İkinci ligden kesinlikle La Liga'ya çabuk çıkmak istemiyordum. En azından 2-3 sene kalıp yeni çıkacak ergenlerle yaş ortalaması 19-20 olan bir takım yaratmak istiyordum. Tahmin edersiniz ki böyle yetenekli oyuncuları bulmak, bulduğunu da takımda tutmak (hele hele alt liglerde) çok zor oluyor. Oyuncular biraz kendini gösterdiğinde takımı hiç düşünmeden gitmek istiyor.
Tahmin ettiğim gibi 2. Ligde 3 yıl kaldım. İlk yılımda 17. ikinci yılımda 8. üçüncü yılımda ise şampiyon olarak La Liga'ya tarihimizde ilk kez yükselme başarısı gösterdik.

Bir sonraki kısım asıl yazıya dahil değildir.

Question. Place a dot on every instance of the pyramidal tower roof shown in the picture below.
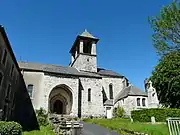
(87, 34)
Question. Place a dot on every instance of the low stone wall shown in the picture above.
(132, 132)
(65, 125)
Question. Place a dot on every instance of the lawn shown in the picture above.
(43, 131)
(116, 124)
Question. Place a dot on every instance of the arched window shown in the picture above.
(1, 78)
(143, 102)
(110, 91)
(30, 89)
(4, 57)
(138, 102)
(89, 95)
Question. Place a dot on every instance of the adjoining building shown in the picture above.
(15, 103)
(80, 89)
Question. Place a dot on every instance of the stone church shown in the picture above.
(81, 89)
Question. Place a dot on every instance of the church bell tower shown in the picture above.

Kadromuz tabi ki 2021-22 sezonu için hazır değildi. Küme düşmemek için elimizden geleni yapacaktık ve oyuncularımdan beklentim de buydu. Kimse bizden bir sürpriz bekleyemezdi.
İlk defa paraya kıydık, 6 milyon Euro gibi bir bonservis parasıyla kadromuzu hazır hale getirdik.
Yukarıda ki görselde kiralık olarak gönderilen oyuncuları görüyorsunuz. Hepsi gelecek vadettiğine inandığım pırıl pırıl çocuklardı. Şimdi yıllar sonra baktığımda "iyi ki inanmışım" ya da "bunun neyine güvenmişim" dediğim çok oyuncu var tabi ki.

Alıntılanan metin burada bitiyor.